Quizás mi excesiva atención a los vecinos y sus ruidos tienen sus orígenes en el chilango. La mayoría de mis mudanzas me empujaron a edificios de departamentos. Todavía puedo escuchar el eco de algunas discusiones, algunos gritos. Escenas vergonzosas y familiares que ocurrían en ese espacio ambiguo entre el exterior y el hogar: las escaleras, los pisos, los pasillos de un vecindario. Antes de saber el nombre de los extraños, supe de sus adicciones, sus tristezas y sus posibles pecados. También mi familia, por qué no, hizo esas escenitas alcohólicas o desesperadas que nos mostraban como, bueno, gente frente a la demás gente. Supongo que entre más compacto es un espacio de concreto, más difícil es mantener el control de uno. Aún con esos accidentes, personalmente, nunca me enseñé a superar más allá de los saludos ocasionales y construir una familiaridad con las personas que vivían junto a mí. Y estas personas tampoco lo hicieron conmigo. Por qué deberían. Una soledad comunitaria, amable y discreta. Es mejor escuchar los ruidos e imaginar historias.

(Hace muchos años, cuando vivía en la Narvarte/Buenos Aires, un niño salió con un balón y me invitó a jugar a la calle. Nos unimos a otros niños y jugamos un rato. El futbol callejero es la creación de otra historia, una historia alterna más placentera donde cada gol podría alejarnos de la pobreza y donde otros niños, perpetuos niños, nos buscarán en pequeñas estampitas y querrán vernos elegidos en alguna selección. A los pocos días me mudé otra vez porque… bueno, éramos pobres, errábamos, eran los noventa, la devaluación nos quebró a todos y quizás, llegué a pensar, así estaba escrito en mi destino: nunca tendría un hogar. Siempre estaría caminando, tambaleante y vagabundo y parte de mi programación consistiría en hacer una mueca asquerosa con esas canciones cursis de viajeros románticos y jodidos que tienen una baratija filosófica que escupir después de cada paso).

El muchacho sigue haciendo los ruidos del perro y sugiere a la muchacha que vayan a comprar unas quesadillas.
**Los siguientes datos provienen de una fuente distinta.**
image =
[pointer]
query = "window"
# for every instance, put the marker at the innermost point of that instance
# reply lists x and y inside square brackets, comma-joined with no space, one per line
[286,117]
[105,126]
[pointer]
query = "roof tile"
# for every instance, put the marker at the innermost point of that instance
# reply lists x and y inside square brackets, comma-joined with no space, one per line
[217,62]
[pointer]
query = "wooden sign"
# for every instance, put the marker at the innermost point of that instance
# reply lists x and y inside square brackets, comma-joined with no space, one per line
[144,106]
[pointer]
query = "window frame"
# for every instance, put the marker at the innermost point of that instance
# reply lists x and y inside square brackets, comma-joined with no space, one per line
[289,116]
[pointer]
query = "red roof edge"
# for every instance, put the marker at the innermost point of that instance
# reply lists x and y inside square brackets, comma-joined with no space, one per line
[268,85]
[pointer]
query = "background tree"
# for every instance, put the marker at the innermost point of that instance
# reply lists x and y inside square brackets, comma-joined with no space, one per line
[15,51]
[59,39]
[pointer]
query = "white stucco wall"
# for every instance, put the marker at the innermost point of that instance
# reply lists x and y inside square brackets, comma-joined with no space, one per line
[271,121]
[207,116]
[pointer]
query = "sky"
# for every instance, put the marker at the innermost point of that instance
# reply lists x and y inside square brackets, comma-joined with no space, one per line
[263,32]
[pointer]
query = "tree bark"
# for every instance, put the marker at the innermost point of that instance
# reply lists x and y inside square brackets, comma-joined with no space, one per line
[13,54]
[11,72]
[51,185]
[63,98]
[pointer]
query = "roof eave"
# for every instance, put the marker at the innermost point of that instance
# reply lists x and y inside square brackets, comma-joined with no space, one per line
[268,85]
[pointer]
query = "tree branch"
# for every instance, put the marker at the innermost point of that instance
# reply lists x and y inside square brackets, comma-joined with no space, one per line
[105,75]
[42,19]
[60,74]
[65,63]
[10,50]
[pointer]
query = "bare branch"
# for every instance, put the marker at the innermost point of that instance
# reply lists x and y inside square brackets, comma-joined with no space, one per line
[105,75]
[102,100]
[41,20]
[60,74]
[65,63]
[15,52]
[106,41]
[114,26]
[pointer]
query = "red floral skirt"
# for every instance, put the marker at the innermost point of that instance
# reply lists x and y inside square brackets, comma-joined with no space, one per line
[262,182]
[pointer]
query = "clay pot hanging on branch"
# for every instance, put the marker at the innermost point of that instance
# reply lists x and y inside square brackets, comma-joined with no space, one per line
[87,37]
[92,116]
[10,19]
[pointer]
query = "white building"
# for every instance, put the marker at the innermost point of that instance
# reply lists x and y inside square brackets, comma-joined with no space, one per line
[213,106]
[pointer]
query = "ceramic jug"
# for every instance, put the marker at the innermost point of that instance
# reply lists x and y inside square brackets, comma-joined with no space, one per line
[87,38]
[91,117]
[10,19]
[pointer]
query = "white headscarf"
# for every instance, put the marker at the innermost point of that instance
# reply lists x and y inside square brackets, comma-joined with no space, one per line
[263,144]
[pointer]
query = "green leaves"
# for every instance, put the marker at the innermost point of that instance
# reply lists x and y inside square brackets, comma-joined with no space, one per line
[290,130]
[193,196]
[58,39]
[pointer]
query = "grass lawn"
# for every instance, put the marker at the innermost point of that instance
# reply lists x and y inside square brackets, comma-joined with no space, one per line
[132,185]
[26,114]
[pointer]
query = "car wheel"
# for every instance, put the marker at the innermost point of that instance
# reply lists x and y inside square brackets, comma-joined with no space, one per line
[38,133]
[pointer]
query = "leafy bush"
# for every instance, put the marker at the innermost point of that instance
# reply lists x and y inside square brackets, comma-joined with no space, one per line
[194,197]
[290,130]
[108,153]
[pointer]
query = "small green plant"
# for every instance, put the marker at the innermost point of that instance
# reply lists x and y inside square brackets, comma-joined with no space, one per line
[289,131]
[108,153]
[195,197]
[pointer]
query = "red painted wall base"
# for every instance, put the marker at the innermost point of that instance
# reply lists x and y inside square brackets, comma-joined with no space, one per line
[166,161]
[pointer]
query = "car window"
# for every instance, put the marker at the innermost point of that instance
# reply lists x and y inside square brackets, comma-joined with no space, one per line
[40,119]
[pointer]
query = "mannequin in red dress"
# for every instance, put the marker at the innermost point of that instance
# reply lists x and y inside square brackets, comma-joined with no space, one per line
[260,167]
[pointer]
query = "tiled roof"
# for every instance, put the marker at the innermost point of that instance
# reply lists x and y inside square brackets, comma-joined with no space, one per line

Si fuera valiente, menos chilango, cerraría la ventana para no escuchar pero me es imposible. Me gustan las ventanas abiertas. Recuerdo, cuando era niño, hace muchos años en mi primera prisión-departamento, que me asomé por la ventana de la cocina y frente a mí, por otra ventana, vi a una muchacha de cabello amarrado (parece que tengo un fetiche con las mujeres de cabello atado, porque las recuerdo siempre, sin importar lo que haga y aún si los recuerdos son una ficción, así las prefiero). Ella me sonrió. Me preguntó cómo me llamaba, cuántos años tenía y qué me gustaba hacer. Pensando hoy en ello eso de la ventana a ventana, eso se parecía mucho a chatear y ahora, siempre, estamos buscando en Facebook, en Twitter, en el mundo el consuelo de las palabras de un extraño. Verificar si podemos hacer amigos con esa gente ideal y ajena. Pero bueno, en aquel entonces, en la Jardín Balbuena (uno siempre volverá a los lugares viejos donde amó la vida, dicen), detrás de la ventana, mientras la muchacha me miraba sonriente, yo respondí con la verdad: cinco años, me llamo Agustín, me gusta jugar con dinosaurios y escribir historias. Los dinosaurios ya los dejé hace mucho tiempo y si me preguntan los nombres científicos de algunos, seguramente erraré para que digan soy un mentiroso. Vaya… qué necesidad hay de buscar baratijas filosóficas en otras canciones si nomás rascándole tantito uno las puede encontrar en su propia historia.